また、使用人だとすると、西の部屋の縁側で日向ぼっこをして、猫を抱いて大口開けてゲラゲラ笑っているという龍馬の手紙の表現と合いません。そんなにのんきな、甘やかされた使用人はいないはずなので、「おやべ」は使用人でも乳母でもないことになります。

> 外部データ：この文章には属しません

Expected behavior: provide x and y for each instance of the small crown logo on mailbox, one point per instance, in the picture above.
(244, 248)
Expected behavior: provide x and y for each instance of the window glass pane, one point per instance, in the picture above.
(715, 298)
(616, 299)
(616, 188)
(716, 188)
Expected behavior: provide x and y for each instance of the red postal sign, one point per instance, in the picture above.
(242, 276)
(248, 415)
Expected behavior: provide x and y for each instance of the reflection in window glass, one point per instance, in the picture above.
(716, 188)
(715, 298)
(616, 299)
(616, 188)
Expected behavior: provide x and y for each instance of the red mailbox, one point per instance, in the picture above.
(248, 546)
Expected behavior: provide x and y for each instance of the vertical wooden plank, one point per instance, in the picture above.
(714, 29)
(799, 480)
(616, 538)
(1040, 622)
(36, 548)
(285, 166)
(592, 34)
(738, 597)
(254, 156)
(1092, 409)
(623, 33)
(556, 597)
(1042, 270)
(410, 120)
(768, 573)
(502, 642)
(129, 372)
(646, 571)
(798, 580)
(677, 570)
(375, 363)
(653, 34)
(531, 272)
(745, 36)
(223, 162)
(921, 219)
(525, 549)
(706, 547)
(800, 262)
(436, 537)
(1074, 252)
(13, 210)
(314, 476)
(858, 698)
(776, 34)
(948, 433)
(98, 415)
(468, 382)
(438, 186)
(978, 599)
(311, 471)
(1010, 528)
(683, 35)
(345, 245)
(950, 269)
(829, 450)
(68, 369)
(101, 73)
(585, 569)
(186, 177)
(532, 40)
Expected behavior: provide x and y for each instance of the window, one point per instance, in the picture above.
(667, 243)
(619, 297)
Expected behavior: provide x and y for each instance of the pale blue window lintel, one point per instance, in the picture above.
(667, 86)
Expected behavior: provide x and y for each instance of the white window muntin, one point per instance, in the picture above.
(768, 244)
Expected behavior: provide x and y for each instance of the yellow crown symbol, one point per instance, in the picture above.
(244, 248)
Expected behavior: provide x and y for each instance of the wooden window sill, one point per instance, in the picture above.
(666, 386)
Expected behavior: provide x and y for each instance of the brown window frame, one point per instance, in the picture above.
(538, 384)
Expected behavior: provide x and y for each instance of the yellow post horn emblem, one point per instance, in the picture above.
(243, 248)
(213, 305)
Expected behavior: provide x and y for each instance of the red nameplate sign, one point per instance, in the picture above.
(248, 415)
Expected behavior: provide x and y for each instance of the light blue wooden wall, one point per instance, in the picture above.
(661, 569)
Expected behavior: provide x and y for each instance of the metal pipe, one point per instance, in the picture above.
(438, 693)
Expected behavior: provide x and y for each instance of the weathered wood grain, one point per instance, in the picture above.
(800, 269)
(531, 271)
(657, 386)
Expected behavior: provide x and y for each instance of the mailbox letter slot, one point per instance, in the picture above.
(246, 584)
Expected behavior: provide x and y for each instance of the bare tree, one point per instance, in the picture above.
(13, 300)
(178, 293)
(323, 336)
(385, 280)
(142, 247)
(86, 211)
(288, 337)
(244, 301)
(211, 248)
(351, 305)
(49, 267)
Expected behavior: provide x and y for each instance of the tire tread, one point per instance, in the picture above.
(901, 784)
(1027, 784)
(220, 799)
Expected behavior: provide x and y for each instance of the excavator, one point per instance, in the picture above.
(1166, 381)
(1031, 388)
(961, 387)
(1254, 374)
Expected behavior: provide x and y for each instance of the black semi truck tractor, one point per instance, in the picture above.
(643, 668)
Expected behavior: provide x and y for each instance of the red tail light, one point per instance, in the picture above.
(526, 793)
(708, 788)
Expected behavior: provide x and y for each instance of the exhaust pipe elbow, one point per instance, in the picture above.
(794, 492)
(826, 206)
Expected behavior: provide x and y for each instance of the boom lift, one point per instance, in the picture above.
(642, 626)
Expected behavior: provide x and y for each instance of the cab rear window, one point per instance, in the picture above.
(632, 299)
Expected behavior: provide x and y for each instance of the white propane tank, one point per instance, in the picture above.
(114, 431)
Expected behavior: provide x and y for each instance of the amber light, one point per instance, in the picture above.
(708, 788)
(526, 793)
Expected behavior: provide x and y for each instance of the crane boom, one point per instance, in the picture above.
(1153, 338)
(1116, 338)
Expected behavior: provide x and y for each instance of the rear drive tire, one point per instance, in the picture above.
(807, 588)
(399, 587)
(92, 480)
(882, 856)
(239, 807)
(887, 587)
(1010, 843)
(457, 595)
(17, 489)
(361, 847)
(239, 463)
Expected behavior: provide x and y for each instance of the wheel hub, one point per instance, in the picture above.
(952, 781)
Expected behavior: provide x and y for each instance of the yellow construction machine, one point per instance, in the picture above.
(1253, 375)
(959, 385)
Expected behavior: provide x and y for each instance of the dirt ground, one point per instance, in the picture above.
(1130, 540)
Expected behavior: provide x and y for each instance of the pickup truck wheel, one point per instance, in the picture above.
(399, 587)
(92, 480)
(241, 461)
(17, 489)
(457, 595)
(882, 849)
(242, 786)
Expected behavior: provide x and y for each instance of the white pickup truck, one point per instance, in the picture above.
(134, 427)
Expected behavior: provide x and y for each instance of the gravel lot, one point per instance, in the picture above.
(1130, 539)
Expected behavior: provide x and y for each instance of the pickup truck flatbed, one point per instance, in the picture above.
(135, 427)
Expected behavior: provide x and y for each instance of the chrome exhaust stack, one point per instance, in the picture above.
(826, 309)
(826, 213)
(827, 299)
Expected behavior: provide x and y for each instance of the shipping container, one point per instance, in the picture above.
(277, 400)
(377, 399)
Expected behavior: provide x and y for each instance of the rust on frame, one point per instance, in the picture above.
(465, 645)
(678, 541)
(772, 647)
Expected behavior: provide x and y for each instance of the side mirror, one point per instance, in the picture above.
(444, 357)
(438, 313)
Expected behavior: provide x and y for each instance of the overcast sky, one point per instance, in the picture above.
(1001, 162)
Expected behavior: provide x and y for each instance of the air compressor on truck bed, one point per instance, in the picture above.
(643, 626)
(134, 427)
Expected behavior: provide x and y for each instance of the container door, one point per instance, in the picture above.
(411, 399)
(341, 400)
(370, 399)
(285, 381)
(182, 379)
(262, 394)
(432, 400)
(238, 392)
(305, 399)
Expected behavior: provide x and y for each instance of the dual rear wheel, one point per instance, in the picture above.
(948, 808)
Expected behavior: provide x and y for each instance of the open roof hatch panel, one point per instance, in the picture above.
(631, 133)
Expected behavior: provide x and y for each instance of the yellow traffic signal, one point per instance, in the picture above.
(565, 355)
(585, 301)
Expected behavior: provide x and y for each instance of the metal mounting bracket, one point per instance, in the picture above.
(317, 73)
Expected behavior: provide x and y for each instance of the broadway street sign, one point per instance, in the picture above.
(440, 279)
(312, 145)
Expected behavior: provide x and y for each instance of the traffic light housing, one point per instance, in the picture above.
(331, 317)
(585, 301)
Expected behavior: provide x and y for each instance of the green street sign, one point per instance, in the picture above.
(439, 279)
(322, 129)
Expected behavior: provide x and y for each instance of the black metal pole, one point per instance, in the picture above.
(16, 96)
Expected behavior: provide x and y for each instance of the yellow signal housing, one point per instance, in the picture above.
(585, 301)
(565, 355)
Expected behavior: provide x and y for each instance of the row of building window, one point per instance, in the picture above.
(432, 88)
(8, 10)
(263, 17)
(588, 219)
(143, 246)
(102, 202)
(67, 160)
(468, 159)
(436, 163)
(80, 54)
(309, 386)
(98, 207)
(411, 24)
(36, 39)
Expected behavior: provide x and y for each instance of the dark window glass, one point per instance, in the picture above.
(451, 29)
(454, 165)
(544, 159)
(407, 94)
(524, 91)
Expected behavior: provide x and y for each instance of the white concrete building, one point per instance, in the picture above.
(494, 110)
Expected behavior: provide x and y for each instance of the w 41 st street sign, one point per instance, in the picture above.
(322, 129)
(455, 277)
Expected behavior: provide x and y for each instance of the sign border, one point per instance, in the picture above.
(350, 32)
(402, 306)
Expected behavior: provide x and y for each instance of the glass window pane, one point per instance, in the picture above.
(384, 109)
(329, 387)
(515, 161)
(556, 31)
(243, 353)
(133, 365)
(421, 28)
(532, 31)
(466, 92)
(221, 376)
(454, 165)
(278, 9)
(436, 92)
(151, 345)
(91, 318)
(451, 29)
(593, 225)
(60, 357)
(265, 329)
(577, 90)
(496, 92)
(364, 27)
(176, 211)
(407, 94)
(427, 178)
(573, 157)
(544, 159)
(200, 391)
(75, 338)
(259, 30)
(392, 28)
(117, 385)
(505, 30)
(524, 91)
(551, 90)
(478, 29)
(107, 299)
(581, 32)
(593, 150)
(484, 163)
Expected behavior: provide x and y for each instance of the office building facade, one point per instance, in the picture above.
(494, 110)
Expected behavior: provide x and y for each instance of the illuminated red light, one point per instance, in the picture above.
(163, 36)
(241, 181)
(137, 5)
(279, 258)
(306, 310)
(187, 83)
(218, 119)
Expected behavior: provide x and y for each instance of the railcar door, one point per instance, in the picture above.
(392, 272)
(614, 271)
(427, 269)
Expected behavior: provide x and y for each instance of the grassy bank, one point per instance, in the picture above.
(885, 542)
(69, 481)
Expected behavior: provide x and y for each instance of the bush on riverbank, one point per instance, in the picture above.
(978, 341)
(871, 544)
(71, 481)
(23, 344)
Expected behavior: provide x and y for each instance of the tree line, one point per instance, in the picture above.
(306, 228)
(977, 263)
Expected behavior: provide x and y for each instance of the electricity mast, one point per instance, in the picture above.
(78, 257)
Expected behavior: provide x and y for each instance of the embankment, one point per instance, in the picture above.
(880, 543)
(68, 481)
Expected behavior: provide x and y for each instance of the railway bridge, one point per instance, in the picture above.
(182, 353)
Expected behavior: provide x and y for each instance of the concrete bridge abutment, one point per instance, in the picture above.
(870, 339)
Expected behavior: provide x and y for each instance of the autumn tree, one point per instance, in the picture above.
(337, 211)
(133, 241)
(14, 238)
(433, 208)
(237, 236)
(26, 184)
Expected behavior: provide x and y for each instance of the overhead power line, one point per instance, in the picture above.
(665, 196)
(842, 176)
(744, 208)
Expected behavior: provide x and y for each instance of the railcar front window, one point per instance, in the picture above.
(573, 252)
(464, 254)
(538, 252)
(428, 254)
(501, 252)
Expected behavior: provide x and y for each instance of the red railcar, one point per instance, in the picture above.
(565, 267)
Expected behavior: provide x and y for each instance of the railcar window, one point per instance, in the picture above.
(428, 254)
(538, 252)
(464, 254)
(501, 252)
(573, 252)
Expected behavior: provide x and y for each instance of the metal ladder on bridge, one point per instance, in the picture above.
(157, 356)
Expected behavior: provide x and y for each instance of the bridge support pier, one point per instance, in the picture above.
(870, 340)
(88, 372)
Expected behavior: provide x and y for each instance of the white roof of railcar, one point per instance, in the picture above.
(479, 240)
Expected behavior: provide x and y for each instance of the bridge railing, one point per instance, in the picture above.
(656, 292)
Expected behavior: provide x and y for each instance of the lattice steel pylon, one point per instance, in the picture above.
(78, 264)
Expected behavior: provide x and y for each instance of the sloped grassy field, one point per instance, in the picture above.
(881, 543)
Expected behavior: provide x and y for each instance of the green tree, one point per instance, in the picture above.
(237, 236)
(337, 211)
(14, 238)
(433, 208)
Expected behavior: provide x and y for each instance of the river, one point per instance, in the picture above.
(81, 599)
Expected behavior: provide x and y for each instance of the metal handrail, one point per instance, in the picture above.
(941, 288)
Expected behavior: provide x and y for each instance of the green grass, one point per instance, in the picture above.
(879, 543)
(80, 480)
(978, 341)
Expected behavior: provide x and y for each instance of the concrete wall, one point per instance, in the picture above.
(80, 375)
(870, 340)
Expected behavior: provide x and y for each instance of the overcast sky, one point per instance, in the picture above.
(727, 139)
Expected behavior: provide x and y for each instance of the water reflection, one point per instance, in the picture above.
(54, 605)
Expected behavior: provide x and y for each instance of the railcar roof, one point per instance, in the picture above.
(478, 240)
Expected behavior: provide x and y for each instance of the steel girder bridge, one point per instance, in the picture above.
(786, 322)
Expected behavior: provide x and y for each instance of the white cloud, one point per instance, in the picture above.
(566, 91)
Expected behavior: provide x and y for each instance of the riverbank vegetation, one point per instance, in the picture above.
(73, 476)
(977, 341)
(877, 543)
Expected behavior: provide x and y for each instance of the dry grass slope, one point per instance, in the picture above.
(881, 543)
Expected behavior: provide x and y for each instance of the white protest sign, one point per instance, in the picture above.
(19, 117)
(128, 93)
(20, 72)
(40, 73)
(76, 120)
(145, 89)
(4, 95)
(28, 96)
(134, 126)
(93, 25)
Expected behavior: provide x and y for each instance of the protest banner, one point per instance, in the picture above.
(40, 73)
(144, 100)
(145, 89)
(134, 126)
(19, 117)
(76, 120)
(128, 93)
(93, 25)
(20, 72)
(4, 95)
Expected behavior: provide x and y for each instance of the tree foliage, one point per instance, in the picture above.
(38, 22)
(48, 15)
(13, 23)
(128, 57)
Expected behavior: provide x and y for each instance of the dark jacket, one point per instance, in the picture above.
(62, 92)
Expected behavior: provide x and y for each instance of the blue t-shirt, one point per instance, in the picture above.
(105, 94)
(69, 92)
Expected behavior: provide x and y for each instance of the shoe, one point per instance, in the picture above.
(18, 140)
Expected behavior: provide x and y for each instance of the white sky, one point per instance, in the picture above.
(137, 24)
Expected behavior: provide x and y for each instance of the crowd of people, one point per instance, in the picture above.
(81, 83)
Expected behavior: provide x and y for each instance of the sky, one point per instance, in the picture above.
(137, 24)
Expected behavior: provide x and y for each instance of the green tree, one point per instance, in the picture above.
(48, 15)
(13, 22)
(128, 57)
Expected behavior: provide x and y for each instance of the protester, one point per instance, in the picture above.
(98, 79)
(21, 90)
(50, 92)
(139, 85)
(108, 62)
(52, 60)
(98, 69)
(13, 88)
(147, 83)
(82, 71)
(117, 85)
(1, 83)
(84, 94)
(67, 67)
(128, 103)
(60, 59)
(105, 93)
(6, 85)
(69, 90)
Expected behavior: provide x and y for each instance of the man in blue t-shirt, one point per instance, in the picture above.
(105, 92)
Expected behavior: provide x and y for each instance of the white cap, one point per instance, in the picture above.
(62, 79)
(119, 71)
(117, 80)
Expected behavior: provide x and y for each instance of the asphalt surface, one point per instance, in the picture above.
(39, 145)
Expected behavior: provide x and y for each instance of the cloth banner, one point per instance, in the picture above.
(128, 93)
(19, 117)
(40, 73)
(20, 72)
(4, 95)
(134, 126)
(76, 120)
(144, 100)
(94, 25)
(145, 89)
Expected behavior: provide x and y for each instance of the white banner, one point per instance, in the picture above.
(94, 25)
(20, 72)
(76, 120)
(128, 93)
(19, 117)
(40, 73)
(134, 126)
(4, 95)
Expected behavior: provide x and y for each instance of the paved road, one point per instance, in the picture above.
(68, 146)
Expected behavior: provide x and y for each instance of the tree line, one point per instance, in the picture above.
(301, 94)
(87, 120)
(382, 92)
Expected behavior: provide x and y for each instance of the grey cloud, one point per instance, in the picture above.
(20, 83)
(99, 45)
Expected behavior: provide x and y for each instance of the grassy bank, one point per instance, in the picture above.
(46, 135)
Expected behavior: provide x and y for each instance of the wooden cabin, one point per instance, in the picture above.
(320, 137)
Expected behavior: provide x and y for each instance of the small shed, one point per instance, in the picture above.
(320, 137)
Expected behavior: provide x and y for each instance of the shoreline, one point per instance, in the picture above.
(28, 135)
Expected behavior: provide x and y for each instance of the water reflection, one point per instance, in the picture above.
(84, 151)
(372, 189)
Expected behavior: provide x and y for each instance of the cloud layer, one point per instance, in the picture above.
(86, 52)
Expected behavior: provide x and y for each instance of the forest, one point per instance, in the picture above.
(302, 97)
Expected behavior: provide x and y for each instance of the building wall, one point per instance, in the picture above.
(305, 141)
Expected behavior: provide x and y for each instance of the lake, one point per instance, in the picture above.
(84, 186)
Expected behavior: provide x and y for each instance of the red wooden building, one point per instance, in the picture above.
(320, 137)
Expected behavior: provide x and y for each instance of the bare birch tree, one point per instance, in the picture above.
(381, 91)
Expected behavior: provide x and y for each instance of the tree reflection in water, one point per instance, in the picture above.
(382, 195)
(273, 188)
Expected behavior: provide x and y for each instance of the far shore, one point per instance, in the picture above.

さらに、アバタがあって、白粉を塗れ、と龍馬によく言われます。これは「春猪」のところでも出てくるので同一人です。

岡田以蔵と龍馬の関係を教えてください。

岡田以蔵は龍馬より3歳年下で、天保9(1838)年、現在の高知市北部江の口村に生まれました。土佐藩の郷士で、武市瑞山に剣術を習い、その後江戸に出て、武市も学んだ桃井道場に入門しました。以後は、文久元(1861)年に武市を党首として結成された「土佐勤王党」に入り、武市の忠実な部下となりました。文久2(1862)年、江戸に出ると、勤王運動に反対する者に対し人斬りをはじめ、「人斬り以蔵」と人々に恐れられました。文久3(1863)年には、神戸の海軍塾にいた龍馬と交流があり、龍馬が最も尊敬し、師でもある勝海舟の暗殺を以蔵が未然に防いだこともありました。

その後、幕府の力が強くなるとともに以蔵も狙われ、「八月十八日の政変」後の勤王党弾圧で、元治元(1864)年土佐藩によって捕らえられ、厳しい拷問を受けました。そして慶応元(1865)年閏5月、28歳のとき、武市瑞山と同じ頃に処刑されました。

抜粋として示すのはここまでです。